On the streets of Los Angeles, vendors show up on street corners and outside supermarkets and welfare offices to hawk cellphones for people who are ostensibly in need.
But a report that aired Tuesday by
CBS2 Television in Los Angeles suggests that the program is rife with abuse, with telephone salesmen urging customers to provide false Social Security numbers to obtain their phones and committing other forms of fraud.
The phones are financed by California taxpayers through a surcharge on all cellphone bills. The program has been exploding in size, attracting 30,000 new subscribers in August and 90,000 last month. Officially referred to as the California Lifeline Program, it is the Golden State’s version of the controversial
“Obama Phone” program.
Officially, Californians who obtain the phones must provide proof that they are on welfare or have low incomes. But in practice, that often does not happen.
A CBS2 undercover producer who took to the streets of Los Angeles without any documentation that she was poor found numerous sales personnel willing to provide advice on how to twist the rules.
A salesman for one cellphone company standing outside a welfare office asked her if she had any friends receiving food stamps or other social services.
“What you could do is ask your friend to sign up for a free phone and when it comes in, they can let you have it,” the salesman suggested – even though that behavior is against the rules.
Outside another welfare office, salespeople for another wireless company went even further.

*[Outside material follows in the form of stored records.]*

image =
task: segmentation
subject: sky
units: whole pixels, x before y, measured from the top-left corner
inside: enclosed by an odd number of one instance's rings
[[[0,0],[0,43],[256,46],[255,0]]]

“You don’t need an ID or a Social Security number, none of that,” she said. “I would make up the Social, the last four. I would make up those four numbers for you.”
The employee offered to take a photograph of someone else’s identification to enable an applicant to obtain a phone.
CBS2 said it never did go through with any of the purchases. One mobile phone company said later that it had fired the saleswoman filmed offering to “make up” the Social Security numbers.
“There appears to be very little oversight,” said Kris Vosburgh of the Howard Jarvis Taxpayers Association. “We’re just getting a lot of scammers who are applying and they’re not being filtered out by the system.”